Project description:The elucidation of the largely unknown transcriptome of small RNAs is crucial for the understanding of genome and cellular function. We report here the results of the analysis of small RNAs (< 50 nt) in the ENCODE regions of the human genome. Size-fractionated RNAs from four different cell lines (HepG2, HelaS3, GM06990, SK-N-SH) were mapped with the forward and reverse ENCODE high-density resolution tiling arrays. The top 1% of hybridization signals are termed SmRfrags (Small RNA fragments). Eight percent of SmRfrags overlap the GENCODE genes (CDS), given that the majority map to intergenic regions (34%), intronic regions (53%), and untranslated regions (UTRs) (5%).
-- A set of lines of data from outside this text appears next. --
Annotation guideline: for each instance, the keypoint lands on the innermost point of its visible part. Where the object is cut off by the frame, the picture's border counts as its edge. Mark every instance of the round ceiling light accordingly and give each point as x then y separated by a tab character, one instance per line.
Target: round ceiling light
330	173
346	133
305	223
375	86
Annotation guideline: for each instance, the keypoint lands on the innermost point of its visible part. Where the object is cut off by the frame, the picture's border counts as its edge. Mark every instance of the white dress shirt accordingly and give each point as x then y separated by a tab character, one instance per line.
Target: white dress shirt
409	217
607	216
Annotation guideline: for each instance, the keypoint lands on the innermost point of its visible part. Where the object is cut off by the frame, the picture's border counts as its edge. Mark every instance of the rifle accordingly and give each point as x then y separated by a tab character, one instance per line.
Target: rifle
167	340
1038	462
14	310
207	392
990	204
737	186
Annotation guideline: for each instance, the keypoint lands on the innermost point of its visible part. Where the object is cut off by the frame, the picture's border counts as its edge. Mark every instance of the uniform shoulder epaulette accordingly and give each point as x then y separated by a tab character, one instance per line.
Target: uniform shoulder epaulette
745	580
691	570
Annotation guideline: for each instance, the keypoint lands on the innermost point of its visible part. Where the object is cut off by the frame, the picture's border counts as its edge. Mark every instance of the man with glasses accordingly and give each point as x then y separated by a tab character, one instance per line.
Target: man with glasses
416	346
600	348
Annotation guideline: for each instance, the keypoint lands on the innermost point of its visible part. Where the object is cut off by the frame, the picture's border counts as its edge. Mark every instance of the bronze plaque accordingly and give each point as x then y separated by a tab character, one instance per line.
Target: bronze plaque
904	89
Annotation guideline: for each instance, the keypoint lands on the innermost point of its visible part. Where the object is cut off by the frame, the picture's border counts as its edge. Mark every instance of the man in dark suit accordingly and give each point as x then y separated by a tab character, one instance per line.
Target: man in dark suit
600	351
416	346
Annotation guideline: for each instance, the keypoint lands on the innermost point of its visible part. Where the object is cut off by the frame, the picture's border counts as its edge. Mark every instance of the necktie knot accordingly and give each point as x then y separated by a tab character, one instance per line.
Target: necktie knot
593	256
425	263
In addition, 9.6% and 16.8% of SmRfrags in the 5' UTR regions overlap significantly with His/Pol II/TAF250 binding sites and DNase I Hypersensitive sites, respectively (compared to the 5.3% and 9% expected). Interestingly, 17%-24% (depending on the cell line) of SmRfrags are sense-antisense strand pairs that show evidence of overlapping transcription. Only 3.4% and 7.2% of SmRfrags in intergenic regions overlap transcribed fragments (Txfrags) in HeLa and GM06990 cell lines, respectively. We hypothesized that a fraction of the identified SmRfrags corresponded to microRNAs. We tested by Northern blot a set of 15 high-likelihood predictions of microRNA candidates that overlap with smRfrags and validated three potential microRNAs ( approximately 20 nt length). Notably, most of the remaining candidates showed a larger hybridizing band ( approximately 100 nt) that could be a microRNA precursor. The small RNA transcriptome is emerging as an important and abundant component of the genome function.